The Ordinance and what it means
Viewpoint: In denying the reality of marital rape, the male policy-maker seeks, in effect, to deny the autonomy of the wife’s body lest conceding such autonomy bring down the very edifice of the traditional idea of marriage
Badri Raina Delhi
As The Hindu comments editorially (“Wanted a Verma Ordinance”, February 4), the Ordinance on sexual violence formulated by the central government and since approved by the President, is “problematic, not in what it seeks to achieve but what it does not attempt to redress.”
Of the things that the Ordinance leaves out of consideration, I wish to make a comment on one, namely, marital rape.
On this issue, the honourable finance minister has made the public statement that rape can be considered “rape” only in cases where between a “separated” couple, such violence is perpetrated. At best, he concedes, this matter requires to be debated.
On the face of it the averment might seem the stuff of reasonableness; yet, what an ugly world of ideology gets express therein, charitably, unbeknown to the minister. In denying the truth of rape within unseparated couples, the core argument foregrounded by women thinkers and activists, is as it were, disregarded by what else but patriarchal fiat, even as reforms are sought to be undertaken.

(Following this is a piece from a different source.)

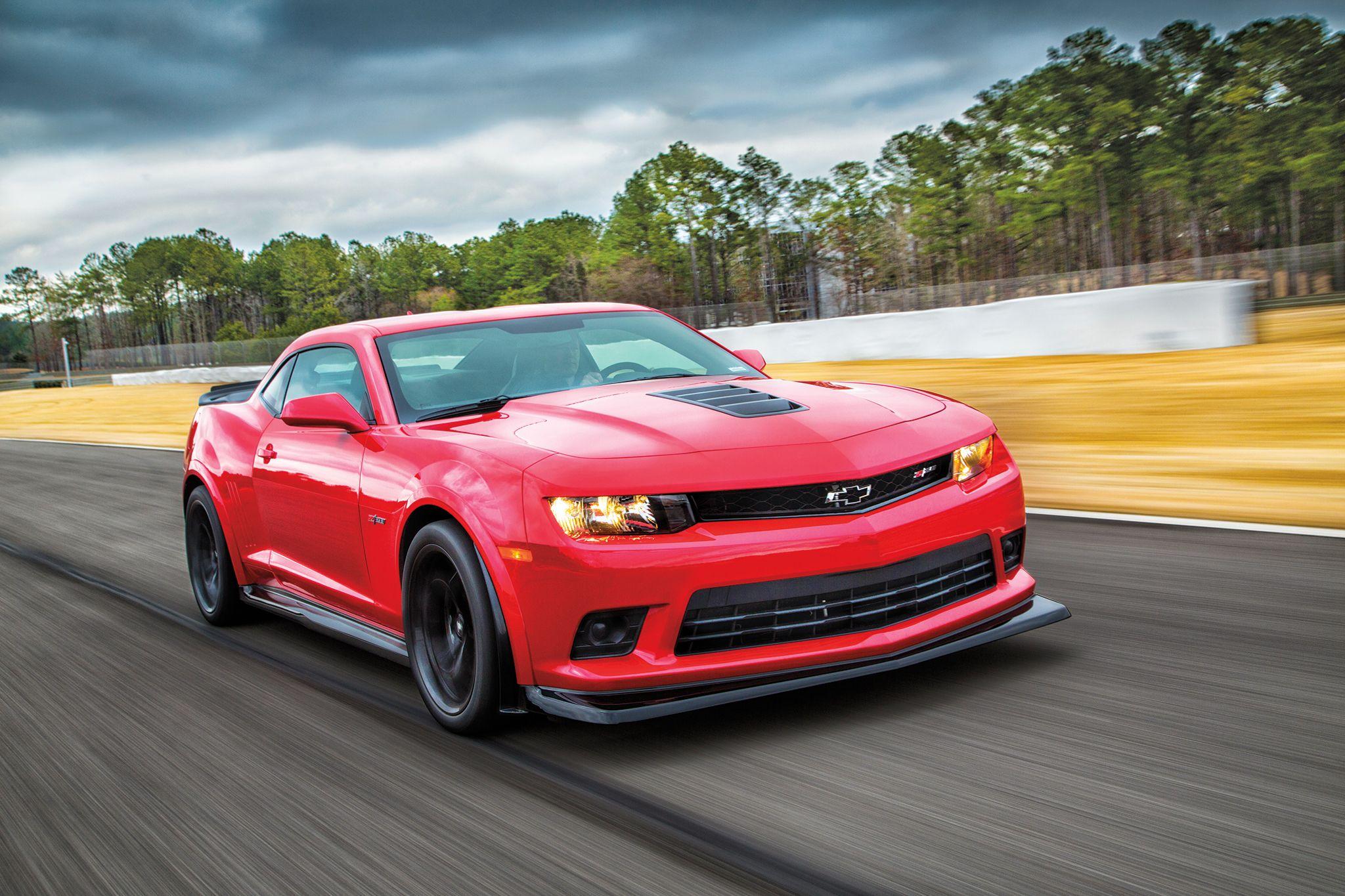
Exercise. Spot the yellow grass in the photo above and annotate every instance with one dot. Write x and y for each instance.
(1251, 433)
(116, 414)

And that argument is after all a simple enough one—that even in the thick of the best marriage, a woman’s body is not simply an extension of a male existence, or the object of a male prerogative, but a discrete entity whose pains and pleasures remain unique to its biological and psychological confines, and over which any woman must have whole and unquestionable right, regardless of what quality of relationship she may be part of. And that such an obvious entitlement—one that men take for granted—cannot be hostage to custom, convenience, or sophistries of any other kind. And that, much scriptural injunction notwithstanding, a woman’s body cannot simply be at the disposal of male want, whoever the male be, but must at all times be seen as the repository of an autonomous will exactly as any man or other animal.

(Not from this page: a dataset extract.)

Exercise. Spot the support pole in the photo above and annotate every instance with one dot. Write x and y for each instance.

Ironically, this self-evident reality is recognized by the law in a parallel area of concern—one indubitably related to the issue of marital rape. I am referring to the arena of “domestic violence.” What else does this law against domestic violence do but recognize that women in relationships, like any human being on the street, have the natural right not to be objects of male fury because their bodies are separate from those of the men they have living arrangements with, and injuries inflicted upon them thus constitute crime similar to such violence perpetrated in any other private or public sphere.